Begitulah, atas dukungan komunitas ortu Indonesia di MPS, kemudian nama saya terpilih menjadi anggota baru School Council. Mulai ikut pertemuan dengan Kepala Sekolah, Wakasek, Kepala TU, dan 6 wakil orang-tua siswa yang lain. Ikut merasakan betapa santai dan egaliter, namun efektifnya rapat yang hanya 1 jam. Tanpa formalitas sama sekali. Dari niat ikut memperjuangkan shalat dhuhur, saya malah ingin ikut terjun di seksi kurikulum. Kapan lagi dapat kesempatan melihat sistem pendidikan Australia dari dalam kalau bukan sekarang saatnya?

Musim gugurpun telah tiba, dan daylight saving berakhir. Sms Diana ke semua ortu mengingatkan kami untuk membawakan sajadah bagi anak-anak, pada hari pertama masuk sekolah di term 2, tanggal 15 April yang lalu. Timbul pertanyaan kembali. Apakah kami, para ortu, akan bertanya (menagih janji) kepada John? Apakah ini tidak akan memberi kesan ‘memaksakan kehendak’? Akhirnya obrolan virtual berujung pada pemberian kepercayaan kepada anak-anak yang lebih besar. Biarlah mereka yang secara alami menanyakan kepada John. Faiza, Qoni, dan Aqila, para gadis kecil putri Diana, Indah, dan Yasmin, adalah segelintir anak yang memiliki bakat kepemimpinan yang unggul. Mereka baru duduk di grade 4, tapi sudah tahu cara bernegosiasi. Merekalah yang maju ke John, tanpa campur tangan ortu, untuk menanyakan di mana teman-teman mereka bisa shalat nanti.  “I just remembered,” begitu keterkejutan John ketika ditemui tiga anak ini. Spontan John menyiapkan kantornya untuk tempat shalat, untuk hari pertama saja. 10 anak berhasil shalat dhuhur bersama. Esoknya, lokasi berpindah ke ruang kosong di kelas anak-anak Prep, dan 15 anak ikut shalat berjamaah, diimami bergantian oleh anak laki-laki dari grade 3 atau 4. Guru-guru Adzra di Prep menyediakan diri mengawasi jalannya shalat agar berjalan tertib. Kami para ortu hanya memantau melalui obrolan sepulang sekolah. Adzra kadang ikut, kadang bilang  “I forgot,” tapi bisa jelas memberi laporan siapa saja yang dia lihat ikut shalat. Diana malah membujuk Adzra untuk jadi motivator di kelasnya. “ayo ajak Sarah, Nadia, Alifia.” Diana turut menghadiahkan selembar jilbab biru untuk Sarah, teman Adzra yang tinggal satu kompleks dengan saya. Dan ini diikuti Adzra dengan membawakan jilbab buat teman lain yang tidak pakai jilbab di sekolah. Bangganya kemudian ketika dia bilang, “Sarah tadi ikut shalat sama aku, tapi Nadia masih belum mau.”

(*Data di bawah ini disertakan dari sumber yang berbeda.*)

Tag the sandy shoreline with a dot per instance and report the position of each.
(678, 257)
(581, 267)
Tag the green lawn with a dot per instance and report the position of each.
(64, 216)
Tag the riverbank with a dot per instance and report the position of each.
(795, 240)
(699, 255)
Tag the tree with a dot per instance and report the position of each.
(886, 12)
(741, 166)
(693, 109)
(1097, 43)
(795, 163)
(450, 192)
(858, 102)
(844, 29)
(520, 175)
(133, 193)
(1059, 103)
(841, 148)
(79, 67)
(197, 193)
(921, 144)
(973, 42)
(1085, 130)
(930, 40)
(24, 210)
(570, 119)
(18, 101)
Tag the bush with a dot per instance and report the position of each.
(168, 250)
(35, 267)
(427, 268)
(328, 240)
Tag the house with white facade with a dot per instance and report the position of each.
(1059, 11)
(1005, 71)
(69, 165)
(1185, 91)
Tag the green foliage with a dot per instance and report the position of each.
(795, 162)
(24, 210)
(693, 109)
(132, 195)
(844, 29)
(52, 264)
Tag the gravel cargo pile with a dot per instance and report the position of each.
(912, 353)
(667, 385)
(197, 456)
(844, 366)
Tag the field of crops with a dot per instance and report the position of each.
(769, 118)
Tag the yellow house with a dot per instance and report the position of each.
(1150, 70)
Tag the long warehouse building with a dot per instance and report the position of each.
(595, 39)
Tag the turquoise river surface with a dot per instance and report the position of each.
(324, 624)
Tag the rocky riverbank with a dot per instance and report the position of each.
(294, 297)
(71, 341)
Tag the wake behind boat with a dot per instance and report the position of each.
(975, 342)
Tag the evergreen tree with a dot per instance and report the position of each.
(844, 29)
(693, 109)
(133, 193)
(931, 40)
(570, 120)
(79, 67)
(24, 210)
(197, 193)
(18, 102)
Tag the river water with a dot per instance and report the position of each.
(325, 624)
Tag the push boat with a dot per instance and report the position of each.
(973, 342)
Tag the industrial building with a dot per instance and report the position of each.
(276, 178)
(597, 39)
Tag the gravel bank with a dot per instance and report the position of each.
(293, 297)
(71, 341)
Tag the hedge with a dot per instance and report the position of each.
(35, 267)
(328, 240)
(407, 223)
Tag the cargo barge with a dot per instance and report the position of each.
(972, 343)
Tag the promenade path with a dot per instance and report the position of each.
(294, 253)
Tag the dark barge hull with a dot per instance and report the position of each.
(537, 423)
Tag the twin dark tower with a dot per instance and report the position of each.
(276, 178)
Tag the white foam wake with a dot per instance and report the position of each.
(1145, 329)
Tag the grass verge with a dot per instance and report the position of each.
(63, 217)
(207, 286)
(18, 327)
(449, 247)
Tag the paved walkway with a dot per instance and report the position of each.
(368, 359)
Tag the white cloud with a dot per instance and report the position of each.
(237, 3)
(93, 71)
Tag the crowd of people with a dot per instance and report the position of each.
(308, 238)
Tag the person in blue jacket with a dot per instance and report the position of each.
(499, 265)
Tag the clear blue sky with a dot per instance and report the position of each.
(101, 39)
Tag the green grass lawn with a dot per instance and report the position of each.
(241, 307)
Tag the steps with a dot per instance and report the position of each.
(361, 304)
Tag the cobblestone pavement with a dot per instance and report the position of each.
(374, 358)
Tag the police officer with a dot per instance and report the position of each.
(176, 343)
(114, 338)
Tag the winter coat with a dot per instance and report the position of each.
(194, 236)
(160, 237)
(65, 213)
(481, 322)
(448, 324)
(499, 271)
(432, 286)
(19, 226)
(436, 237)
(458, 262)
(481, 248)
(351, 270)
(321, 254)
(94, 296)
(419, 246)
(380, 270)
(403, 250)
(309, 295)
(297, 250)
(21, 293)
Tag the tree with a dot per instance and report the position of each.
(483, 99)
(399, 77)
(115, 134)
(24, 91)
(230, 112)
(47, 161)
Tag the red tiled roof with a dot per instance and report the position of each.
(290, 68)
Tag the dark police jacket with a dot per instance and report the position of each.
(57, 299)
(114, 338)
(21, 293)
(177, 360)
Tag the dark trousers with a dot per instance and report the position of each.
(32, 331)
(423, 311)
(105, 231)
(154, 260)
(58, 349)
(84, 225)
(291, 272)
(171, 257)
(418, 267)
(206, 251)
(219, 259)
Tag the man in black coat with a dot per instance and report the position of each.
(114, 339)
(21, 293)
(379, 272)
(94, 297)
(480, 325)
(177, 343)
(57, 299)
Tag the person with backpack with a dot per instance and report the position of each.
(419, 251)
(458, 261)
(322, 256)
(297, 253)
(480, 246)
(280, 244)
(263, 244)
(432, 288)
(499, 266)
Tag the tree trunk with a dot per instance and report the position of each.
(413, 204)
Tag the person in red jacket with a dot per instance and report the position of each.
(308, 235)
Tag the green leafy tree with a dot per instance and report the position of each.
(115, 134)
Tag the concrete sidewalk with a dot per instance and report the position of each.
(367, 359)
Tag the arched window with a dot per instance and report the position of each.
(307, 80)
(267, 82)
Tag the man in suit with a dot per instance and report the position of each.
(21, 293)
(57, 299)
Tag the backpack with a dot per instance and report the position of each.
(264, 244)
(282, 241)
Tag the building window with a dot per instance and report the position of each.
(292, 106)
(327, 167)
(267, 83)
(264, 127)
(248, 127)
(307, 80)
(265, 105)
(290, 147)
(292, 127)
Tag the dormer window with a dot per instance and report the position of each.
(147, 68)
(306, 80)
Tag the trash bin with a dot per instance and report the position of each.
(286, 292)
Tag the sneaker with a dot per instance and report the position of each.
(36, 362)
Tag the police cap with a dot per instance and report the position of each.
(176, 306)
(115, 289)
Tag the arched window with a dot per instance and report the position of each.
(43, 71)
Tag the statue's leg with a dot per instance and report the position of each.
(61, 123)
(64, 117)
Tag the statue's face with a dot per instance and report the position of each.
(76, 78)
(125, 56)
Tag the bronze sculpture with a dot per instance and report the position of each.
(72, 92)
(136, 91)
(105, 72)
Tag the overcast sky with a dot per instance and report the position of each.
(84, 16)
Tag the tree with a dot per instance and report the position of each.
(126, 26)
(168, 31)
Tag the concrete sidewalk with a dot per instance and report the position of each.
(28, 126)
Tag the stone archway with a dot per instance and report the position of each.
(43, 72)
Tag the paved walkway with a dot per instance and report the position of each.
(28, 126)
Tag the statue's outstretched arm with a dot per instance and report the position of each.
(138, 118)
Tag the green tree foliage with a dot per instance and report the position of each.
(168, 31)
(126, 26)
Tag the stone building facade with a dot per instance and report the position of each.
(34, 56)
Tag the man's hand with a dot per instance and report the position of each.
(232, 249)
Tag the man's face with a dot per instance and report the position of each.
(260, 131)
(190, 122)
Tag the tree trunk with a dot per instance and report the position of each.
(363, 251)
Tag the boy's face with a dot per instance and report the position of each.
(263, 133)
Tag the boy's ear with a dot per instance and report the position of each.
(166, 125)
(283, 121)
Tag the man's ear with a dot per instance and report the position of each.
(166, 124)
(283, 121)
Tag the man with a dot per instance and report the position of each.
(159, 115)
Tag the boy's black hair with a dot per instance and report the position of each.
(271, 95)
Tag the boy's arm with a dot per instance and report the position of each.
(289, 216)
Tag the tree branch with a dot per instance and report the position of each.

Ketika rapat School Council berlangsung minggu lalu (dan saya tidak bisa ikut), saya mendengar kabar gembira dari Diana. John sangat mengapresiasi semangat anak-anak. “They’re extremely beautiful. We should have more children like them.” Bagaimana bisa anak-anak usia yang belum belasan tahun bisa tertib melakukan wudhu dan shalat bareng dengan satu komando, tanpa kekacauan sama sekali. Mungkin begitu pikirannya. John tidak tahu bahwa anak-anak sudah dilatih dalam keseharian, termasuk bagaimana menjaga wudhu, sehingga tidak harus lepas kaos kaki bila harus berwudhu lagi. Maklum, toilet di sini hampir selalu kering. Di sisi lain, semakin banyak guru yang menawarkan diri untuk mengawasi jalannya shalat.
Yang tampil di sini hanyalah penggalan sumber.